A Love Made New is the third book of the “Amish of Birch Creek” series. I did not read the first book of the series, A Reluctant Bride, but I did read the second book of the series, An Unbroken Heart.
Even after reading the second book, I had some difficulty sorting out who was who in A Love Made New, at least in the first half of the book. For a while, I thought that Sol was Andrew’s brother, since both had fathers who left their family. Then I learned that Sol’s love interest Irene was Andrew’s sister! Should I have known better, since I had read the second book of the series? Well, it had been a few months since I read the second book, so some details were hazy in my mind. I doubt that I am the only one in this situation! I think that more authors of Amish fiction should do what Amy Clipston does, and that is to include a family tree at the beginning of the book.
That said, can one read A Love Made New without having read the previous books of the series? I think readers in that situation can follow the general plots. Occasionally, some details will be puzzling to those who did not read the previous books. For example, there is a scene in which characters talk about someone who is in jail, and only those familiar with the previous two books will know why that man is in jail, and why the characters care. The romances, though, are not that complicated to follow. And they differ from the previous books in that they focus on other characters (who are still in the previous books, but not as the main focus). The first book focused on Sadie and Aden. The second book was primarily about Sadie’s sister Joanna and her love interest, Andrew. And the third book is about Abigail, a sister of Sadie and Joanna, and her relationship with a new character, Asa. The third book also talks about a romance between Andrew’s sister Irene and Sol, who is Aden’s brother. Although the third book focuses on different characters, it still revisits plot-lines of the second book, namely, Bartholomew, the father of Andrew and Irene, who left the family years before because he was part of the witness protection program.

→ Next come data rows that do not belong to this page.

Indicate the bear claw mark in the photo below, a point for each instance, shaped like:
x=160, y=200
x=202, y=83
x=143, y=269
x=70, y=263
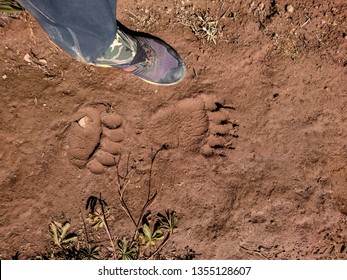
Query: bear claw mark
x=95, y=140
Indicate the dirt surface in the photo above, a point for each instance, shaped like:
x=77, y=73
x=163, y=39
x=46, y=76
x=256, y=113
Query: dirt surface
x=256, y=134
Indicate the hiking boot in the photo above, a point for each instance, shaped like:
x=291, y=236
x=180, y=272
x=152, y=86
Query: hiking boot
x=150, y=59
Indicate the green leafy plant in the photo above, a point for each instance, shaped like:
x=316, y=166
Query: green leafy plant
x=125, y=252
x=151, y=232
x=61, y=235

In A Love Made New, Abigail’s boyfriend Joel breaks up with her and reveals that he is seeing somebody else, Rebecca. Abigail is insecure about her weight and her temperament, and the break-up only makes her feel worse. But Asa comes into her life! Asa used to live in the same place as Abigail, but his family moved away. Asa was known as a ladies’ man before he moved away: all of the ladies liked him! Now Asa has returned, and he is showering his attention upon Abigail. What’s more, Asa claims that God told him to do this!
Then there is Sol and Irene. Sol is an alcoholic, and his drunken mischief (I am assuming) got him banished from the community for some time. Now he has returned, and Irene is reaching out to him to try to welcome him back. Sol is still dealing with his resentments. His father, who was a bishop, left the family, and his father was also abusive to Sol and Aden.
Meanwhile, Irene, her mother Naomi, and her brother Andrew are dealing with the absence of the father of their family, Bartholomew. They love Bartholomew and still consider him part of the family. This situation reminds me of Chicken George’s family in the 1977 miniseries Roots: Chicken George was away for long periods of time, but his family loved him and welcomed him back whenever he could return, almost as if he had never left! Bartholomew’s family receives letters from Bartholomew, which upsets Mike, who oversees Bartholomew in the witness protection program.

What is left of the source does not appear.